Significance of Seed and Fruit Dispersal

• Seed Dispersal: The movement or transport of seeds away from the parent plant.

  • Significance:
    • Prevents overcrowding: Reduces competition for resources (light, water, nutrients) among seedlings and between seedlings and the parent plant.
    • Colonization of new areas: Helps in the spread of the species to new habitats, increasing its geographical distribution.
    • Avoidance of pathogens/predators: Reduces the chances of all seeds being consumed by localized predators or infected by pathogens.
    • Genetic diversity: Promotes outcrossing and genetic mixing if seeds are dispersed to areas where they can cross-pollinate with other populations.

• Fruit Dispersal: The movement or transport of fruits (which contain seeds) away from the parent plant.

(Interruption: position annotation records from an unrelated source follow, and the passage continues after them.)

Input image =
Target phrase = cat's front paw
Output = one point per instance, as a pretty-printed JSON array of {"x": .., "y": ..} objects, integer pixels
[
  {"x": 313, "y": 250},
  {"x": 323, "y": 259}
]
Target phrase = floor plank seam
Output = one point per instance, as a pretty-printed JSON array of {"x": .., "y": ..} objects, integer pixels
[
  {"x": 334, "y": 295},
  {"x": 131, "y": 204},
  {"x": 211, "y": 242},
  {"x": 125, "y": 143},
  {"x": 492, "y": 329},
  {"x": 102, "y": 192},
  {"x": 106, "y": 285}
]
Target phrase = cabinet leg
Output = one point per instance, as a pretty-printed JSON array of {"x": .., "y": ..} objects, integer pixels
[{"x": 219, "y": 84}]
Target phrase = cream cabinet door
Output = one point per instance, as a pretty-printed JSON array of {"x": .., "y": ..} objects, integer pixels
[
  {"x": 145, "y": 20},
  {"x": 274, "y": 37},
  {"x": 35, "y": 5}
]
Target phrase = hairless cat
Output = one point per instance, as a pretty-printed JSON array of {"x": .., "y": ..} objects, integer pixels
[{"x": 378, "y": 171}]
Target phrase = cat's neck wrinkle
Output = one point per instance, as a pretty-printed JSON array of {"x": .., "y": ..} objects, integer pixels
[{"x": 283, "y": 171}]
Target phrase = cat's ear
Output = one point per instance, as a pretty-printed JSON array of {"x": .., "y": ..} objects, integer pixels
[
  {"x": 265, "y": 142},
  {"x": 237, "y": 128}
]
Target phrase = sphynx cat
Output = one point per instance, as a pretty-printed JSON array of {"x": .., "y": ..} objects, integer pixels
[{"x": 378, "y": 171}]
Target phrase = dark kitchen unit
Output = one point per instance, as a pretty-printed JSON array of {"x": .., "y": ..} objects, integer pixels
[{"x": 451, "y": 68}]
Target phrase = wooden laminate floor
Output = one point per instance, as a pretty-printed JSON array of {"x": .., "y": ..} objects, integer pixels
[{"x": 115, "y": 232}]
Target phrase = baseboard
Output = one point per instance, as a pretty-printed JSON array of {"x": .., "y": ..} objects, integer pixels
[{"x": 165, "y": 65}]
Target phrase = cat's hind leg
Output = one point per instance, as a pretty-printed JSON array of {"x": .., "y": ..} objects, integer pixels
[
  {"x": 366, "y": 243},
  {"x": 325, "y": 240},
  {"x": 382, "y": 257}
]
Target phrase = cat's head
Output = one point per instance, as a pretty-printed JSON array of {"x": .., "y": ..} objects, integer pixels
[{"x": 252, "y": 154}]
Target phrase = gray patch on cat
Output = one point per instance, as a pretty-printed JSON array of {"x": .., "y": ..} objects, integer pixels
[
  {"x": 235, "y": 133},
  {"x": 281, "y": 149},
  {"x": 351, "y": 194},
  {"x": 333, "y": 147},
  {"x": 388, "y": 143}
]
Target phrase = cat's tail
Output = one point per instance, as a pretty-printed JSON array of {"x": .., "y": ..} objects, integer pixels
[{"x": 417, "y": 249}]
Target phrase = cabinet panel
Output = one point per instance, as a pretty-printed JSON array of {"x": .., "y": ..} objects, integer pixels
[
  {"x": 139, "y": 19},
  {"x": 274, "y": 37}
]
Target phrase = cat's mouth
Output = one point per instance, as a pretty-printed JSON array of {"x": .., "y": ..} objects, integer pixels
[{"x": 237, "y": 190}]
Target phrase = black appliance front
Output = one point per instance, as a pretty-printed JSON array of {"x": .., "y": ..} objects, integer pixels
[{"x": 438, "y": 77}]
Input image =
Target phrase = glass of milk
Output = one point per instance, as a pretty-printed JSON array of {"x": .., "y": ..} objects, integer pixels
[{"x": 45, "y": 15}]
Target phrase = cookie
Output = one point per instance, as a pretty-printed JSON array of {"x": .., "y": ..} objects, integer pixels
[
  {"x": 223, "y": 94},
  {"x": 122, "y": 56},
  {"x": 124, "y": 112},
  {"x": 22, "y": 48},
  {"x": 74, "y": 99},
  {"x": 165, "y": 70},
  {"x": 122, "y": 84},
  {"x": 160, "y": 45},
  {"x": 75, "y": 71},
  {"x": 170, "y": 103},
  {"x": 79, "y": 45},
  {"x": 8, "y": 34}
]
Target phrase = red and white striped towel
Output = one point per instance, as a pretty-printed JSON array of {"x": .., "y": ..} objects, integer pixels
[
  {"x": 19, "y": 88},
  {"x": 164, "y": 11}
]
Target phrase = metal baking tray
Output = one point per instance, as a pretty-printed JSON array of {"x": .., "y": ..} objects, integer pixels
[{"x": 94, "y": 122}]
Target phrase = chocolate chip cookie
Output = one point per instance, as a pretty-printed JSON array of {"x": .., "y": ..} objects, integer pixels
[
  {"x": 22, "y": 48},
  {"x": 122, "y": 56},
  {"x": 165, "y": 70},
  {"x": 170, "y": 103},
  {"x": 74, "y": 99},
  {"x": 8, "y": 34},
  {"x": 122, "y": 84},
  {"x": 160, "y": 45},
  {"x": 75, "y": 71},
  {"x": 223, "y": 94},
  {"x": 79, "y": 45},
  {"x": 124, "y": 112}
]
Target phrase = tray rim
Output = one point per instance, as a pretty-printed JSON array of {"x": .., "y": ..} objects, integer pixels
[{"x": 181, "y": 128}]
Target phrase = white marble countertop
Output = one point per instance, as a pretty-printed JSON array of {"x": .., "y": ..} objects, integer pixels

  • Significance: Similar to seed dispersal, as fruits often aid in seed dispersal.
    • Protection of seeds: Fruits protect the developing seeds from adverse environmental conditions and predators.
    • Attraction of dispersal agents: Fleshy, colorful, and fragrant fruits attract animals, which consume the fruit and disperse the seeds (endozoochory).

• Agents of Dispersal:

  • Wind (Anemochory): Light seeds with wings (e.g., Moringa, Dipterocarpus) or hairy appendages (e.g., Calotropis, dandelion).
  • Water (Hydrochory): Seeds/fruits with fibrous or spongy outer coverings that allow them to float (e.g., coconut).
  • Animals (Zoochory):
    • Epizoochory: Seeds/fruits with hooks, spines, or sticky surfaces that attach to animal fur/feathers (e.g., Xanthium, Urena).
    • Endozoochory: Fleshy fruits eaten by animals, and seeds are dispersed through their faeces (e.g., berries, tomatoes).
  • Explosive Mechanism (Autochory): Fruits burst open forcefully, scattering seeds (e.g., pea, castor, balsam).
  • Gravity: Heavy fruits fall directly to the ground (e.g., apple, mango).